Brasília – Percorrendo várias regiões do Brasil, é fácil perceber que uma das
principais reclamações da população na área de saúde é a falta de especialistas.
Na cidade mineira de Pedra Azul, por exemplo, a demanda é tanto da população
quanto dos gestores locais.
A falta de especialistas é motivo de queixas também em Manaus. Na Unidade
Básica de Saúde Alfredo Campos, no bairro Zumbi, a vendedora Alciléia Nunes de
Souza, de 30 anos, conta que esperou
por mais de quatro horas por uma consulta para as filhas, que estavam com
sintomas de problemas respiratório. Depois de quatro horas, saíram sem
atendimento. Segundo Alciléia, a situação é recorrente e o número de pediatras
não é suficiente para atender à demanda.
De acordo com a vendedora, disseram que o posto estava sem pediatra e que o
atendimento só seria possível no dia seguinte. “Vai ser mais um dia sem aula, em
que a gente vem e espera sem saber quando o médico vai atender", lembra
Alciléia, dizendo que “vida de pobre é assim”.
Apesar das queixas, Luiz Fernando Ferraz, professor de medicina da
Universidade de São Paulo (USP), acredita que muitas das demandas encaminhadas
aos especialistas, poderiam ser facilmente resolvidas por médicos generalistas,
que, se bem formados, podem resolver entre 70% e 80% das demandas da rede
pública de saúde, deixando para os especialistas os casos críticos.
“É da cultura do brasileiro ir ao neurologista quando está com dor de cabeça,
ao gastro quando está com dor de barriga. Se a pessoa realmente precisa de um
especialista, de um modo geral, é porque não cuidou do problema quando podia
tratar dele com um clínico”, diz Ferraz, que há 16 anos participa da Bandeira
Científica da USP, que anualmente leva atendimento a pequenas cidades e faz
projetos para a resolução dos gargalos locais.
É com essa ideia central que o Programa Mais Médicos quer levar
emergencialmente generalistas para os municípios sem médicos. No entanto, Ferraz
ressalta que o programa deveria fazer um controle da qualidade dos profissionais
que contrata. “O número é importante, mas é preciso ter muito cuidado com a
qualidade dos profissionais selecionados.
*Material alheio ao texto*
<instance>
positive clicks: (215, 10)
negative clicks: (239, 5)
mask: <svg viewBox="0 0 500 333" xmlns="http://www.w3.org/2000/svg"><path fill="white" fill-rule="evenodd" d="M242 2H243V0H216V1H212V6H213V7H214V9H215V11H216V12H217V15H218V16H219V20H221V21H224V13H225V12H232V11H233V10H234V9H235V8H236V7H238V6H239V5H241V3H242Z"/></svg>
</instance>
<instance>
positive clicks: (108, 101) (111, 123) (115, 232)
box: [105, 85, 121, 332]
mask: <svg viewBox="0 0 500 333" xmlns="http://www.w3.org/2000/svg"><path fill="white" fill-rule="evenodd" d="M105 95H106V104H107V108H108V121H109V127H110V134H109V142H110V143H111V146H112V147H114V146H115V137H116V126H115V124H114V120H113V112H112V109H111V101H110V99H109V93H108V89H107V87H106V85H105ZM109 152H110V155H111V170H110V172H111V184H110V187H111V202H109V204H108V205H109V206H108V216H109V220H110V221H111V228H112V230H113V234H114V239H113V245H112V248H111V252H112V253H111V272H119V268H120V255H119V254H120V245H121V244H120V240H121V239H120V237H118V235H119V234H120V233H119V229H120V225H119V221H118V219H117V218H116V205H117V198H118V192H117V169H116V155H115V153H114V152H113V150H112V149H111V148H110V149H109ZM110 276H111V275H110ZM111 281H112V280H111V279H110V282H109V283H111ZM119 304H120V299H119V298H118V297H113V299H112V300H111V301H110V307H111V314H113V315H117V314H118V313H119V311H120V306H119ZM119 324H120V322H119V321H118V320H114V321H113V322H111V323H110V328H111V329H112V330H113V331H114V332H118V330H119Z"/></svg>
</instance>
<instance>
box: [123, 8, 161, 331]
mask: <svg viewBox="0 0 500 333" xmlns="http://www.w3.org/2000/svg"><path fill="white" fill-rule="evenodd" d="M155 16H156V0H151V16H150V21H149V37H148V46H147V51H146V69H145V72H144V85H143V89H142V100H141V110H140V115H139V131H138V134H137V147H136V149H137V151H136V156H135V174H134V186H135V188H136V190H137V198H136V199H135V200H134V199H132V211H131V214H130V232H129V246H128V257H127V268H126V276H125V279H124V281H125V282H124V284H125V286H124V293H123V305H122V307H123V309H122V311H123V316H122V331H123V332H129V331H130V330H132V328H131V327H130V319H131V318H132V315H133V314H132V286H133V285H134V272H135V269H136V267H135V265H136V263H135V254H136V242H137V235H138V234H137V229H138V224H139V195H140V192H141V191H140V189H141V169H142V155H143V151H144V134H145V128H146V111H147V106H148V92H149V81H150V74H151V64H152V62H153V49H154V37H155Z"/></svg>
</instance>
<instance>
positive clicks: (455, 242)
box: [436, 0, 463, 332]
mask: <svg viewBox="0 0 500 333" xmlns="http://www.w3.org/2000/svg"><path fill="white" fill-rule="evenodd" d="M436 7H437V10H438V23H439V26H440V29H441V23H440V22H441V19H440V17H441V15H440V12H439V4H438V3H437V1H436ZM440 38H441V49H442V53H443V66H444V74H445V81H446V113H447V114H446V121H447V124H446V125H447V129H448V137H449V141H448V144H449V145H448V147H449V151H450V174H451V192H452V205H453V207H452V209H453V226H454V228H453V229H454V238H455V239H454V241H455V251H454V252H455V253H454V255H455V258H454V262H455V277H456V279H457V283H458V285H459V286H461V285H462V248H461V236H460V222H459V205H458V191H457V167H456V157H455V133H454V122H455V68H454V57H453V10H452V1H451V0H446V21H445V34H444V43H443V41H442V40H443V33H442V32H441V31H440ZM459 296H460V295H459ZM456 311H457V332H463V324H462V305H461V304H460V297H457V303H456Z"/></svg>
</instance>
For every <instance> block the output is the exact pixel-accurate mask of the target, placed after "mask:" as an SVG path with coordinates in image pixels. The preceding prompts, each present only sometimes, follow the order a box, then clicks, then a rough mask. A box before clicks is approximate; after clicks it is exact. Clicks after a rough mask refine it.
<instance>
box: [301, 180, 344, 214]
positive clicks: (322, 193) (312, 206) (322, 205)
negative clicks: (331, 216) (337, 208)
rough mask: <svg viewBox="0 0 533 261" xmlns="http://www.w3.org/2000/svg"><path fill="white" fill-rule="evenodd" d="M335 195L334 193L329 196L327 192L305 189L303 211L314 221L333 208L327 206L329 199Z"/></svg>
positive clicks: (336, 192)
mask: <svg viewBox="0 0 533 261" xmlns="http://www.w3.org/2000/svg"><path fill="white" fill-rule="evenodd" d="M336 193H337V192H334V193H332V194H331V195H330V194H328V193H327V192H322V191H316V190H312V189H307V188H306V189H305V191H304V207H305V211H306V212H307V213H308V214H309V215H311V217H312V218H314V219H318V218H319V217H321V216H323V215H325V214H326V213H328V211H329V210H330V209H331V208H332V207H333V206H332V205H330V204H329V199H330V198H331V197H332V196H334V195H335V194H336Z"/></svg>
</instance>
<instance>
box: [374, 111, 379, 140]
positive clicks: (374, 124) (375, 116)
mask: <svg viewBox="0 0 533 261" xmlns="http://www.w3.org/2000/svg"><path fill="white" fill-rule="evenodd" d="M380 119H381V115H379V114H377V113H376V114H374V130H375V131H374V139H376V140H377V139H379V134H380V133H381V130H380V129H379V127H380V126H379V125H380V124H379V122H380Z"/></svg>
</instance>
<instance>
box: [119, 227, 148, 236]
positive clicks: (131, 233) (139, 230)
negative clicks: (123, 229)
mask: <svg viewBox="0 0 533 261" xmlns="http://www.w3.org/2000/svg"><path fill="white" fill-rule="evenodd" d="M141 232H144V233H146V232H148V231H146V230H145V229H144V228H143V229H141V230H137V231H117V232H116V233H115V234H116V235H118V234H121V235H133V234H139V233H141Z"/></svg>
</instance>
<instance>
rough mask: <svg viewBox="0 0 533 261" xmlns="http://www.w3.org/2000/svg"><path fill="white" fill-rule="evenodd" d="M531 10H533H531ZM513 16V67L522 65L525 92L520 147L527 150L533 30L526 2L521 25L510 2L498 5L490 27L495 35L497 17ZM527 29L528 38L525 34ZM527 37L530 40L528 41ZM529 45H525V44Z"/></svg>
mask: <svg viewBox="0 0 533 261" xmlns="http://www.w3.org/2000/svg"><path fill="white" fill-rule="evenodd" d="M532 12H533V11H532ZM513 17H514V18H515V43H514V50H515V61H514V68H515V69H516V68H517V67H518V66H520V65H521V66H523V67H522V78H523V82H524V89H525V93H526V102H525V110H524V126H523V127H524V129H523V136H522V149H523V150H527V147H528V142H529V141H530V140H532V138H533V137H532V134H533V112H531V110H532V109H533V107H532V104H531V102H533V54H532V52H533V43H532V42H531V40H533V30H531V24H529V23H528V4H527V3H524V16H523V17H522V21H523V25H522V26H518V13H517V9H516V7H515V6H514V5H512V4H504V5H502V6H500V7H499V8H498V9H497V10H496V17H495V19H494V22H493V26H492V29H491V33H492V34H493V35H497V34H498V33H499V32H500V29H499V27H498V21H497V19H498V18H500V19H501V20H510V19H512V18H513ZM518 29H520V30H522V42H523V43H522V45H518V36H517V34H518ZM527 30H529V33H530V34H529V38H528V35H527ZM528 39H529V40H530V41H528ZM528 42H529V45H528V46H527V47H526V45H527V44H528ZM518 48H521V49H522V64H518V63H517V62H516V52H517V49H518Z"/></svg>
Eles correm o risco de se tornar meros
encaminhadores de pacientes”, teme o professor.
Ferraz defende investimentos na boa formação do generalista, em clínica geral ou
em medicina da família. “As pessoas pensam que o generalista sabe de tudo um
pouco e não faz nada bem. Se este for o nosso generalista, estamos perdidos. É
muito mais fácil ser um baita oftalmologista do que um baita generalista. É
difícil, ele tem que ter boa formação, e é nisso que temos de investir, já que
não temos dinheiro para tudo.” Ferraz deixa claro, porém, o país precisa de
especialistas, mas precisa ainda mais de generalistas.
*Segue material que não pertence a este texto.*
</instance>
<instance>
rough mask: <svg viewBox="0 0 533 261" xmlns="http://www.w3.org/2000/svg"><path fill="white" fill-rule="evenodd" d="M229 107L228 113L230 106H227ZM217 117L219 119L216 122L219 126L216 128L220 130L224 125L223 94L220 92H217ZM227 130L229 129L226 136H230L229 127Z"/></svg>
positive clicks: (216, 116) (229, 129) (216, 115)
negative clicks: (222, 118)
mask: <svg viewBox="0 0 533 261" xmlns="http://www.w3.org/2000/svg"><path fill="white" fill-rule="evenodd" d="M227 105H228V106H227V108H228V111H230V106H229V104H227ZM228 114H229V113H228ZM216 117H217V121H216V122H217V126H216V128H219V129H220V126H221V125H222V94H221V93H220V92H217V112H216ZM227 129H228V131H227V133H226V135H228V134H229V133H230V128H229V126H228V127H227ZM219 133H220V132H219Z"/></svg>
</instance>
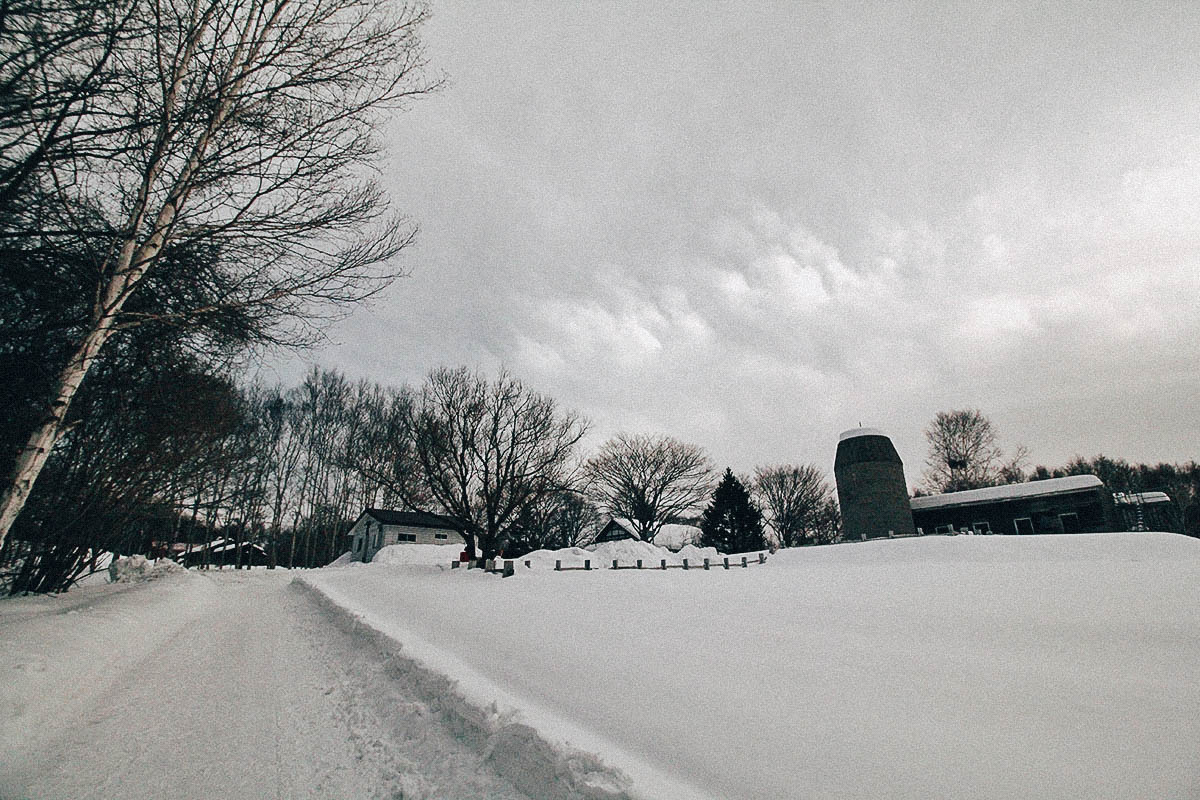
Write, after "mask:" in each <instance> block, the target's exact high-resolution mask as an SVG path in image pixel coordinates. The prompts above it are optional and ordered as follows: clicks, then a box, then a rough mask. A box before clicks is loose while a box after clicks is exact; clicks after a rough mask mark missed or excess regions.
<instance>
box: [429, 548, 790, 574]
mask: <svg viewBox="0 0 1200 800" xmlns="http://www.w3.org/2000/svg"><path fill="white" fill-rule="evenodd" d="M739 558H740V561H742V563H740V564H738V559H739ZM689 561H691V563H690V564H689ZM766 563H767V554H766V553H756V554H754V555H742V557H733V563H732V564H731V563H730V557H728V555H725V557H722V558H721V559H720V560H716V561H714V560H713V559H702V564H696V563H695V559H683V564H667V560H666V559H660V560H659V563H658V565H653V566H649V565H647V563H646V561H644V560H643V559H637V561H636V563H634V564H624V565H623V564H620V560H619V559H613V560H612V566H611V567H601V566H599V561H598V563H596V567H595V569H596V570H602V569H610V570H710V569H714V567H722V569H726V570H728V569H730V567H731V566H740V567H743V569H745V567H748V566H750V565H751V564H766ZM463 565H466V567H467V569H468V570H472V569H476V570H484V571H486V572H493V573H497V575H503V576H504V577H505V578H506V577H509V576H511V575H515V572H516V561H515V560H512V559H503V560H502V559H475V560H472V561H451V563H450V569H451V570H455V569H457V567H460V566H463ZM524 565H526V567H532V566H533V563H532V561H529V560H526V561H524ZM592 569H593V567H592V559H584V560H583V566H577V565H576V566H563V561H562V559H557V560H556V561H554V571H556V572H566V571H569V570H586V571H590V570H592Z"/></svg>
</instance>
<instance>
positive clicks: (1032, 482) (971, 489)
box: [912, 475, 1104, 511]
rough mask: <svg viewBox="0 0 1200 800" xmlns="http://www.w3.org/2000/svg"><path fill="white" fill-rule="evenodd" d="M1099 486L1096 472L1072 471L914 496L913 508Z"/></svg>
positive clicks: (968, 503) (1057, 491) (1033, 494)
mask: <svg viewBox="0 0 1200 800" xmlns="http://www.w3.org/2000/svg"><path fill="white" fill-rule="evenodd" d="M1097 486H1104V483H1103V482H1102V481H1100V479H1098V477H1096V476H1094V475H1068V476H1067V477H1051V479H1049V480H1045V481H1030V482H1028V483H1009V485H1008V486H989V487H985V488H982V489H968V491H966V492H947V493H946V494H934V495H931V497H928V498H913V499H912V510H913V511H920V510H926V509H941V507H944V506H955V505H967V504H973V503H996V501H1000V500H1015V499H1018V498H1036V497H1042V495H1045V494H1058V493H1061V492H1080V491H1082V489H1091V488H1096V487H1097Z"/></svg>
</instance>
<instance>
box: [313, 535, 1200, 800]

O professor relata a experiência de um estudante de medicina, em Pedra Azul, onde coordenou o 16º ano da Bandeira Cientifica, no início deste mês. Segundo ele, em atendimento supervisionado por um profissional, o estudante fez uma ultrassonografia em uma paciente e, em seguida, perguntou: “está sentindo mais alguma coisa?” Então, a paciente mostrou a perna e falou da dor que estava sentido há dias, mas à qual não deu a devida importância.
“A paciente estava com uma trombose venosa profunda, não sobreviveria nem uma
semana, se não fosse tratada”, lembra Ferraz.
O caso foi levado ao hospital da cidade onde o médico da expedição mostrou ao plantonista local que, apesar da gravidade, a paciente não precisaria ser encaminhada para um especialista.
“O plantonista queria encaminhar a pacienta para um hematologista, mas ela
morreria se precisasse esperar. O recado que nós queremos deixar é que eles
podem fazer muito mais com o que já têm”, conclui Ferraz.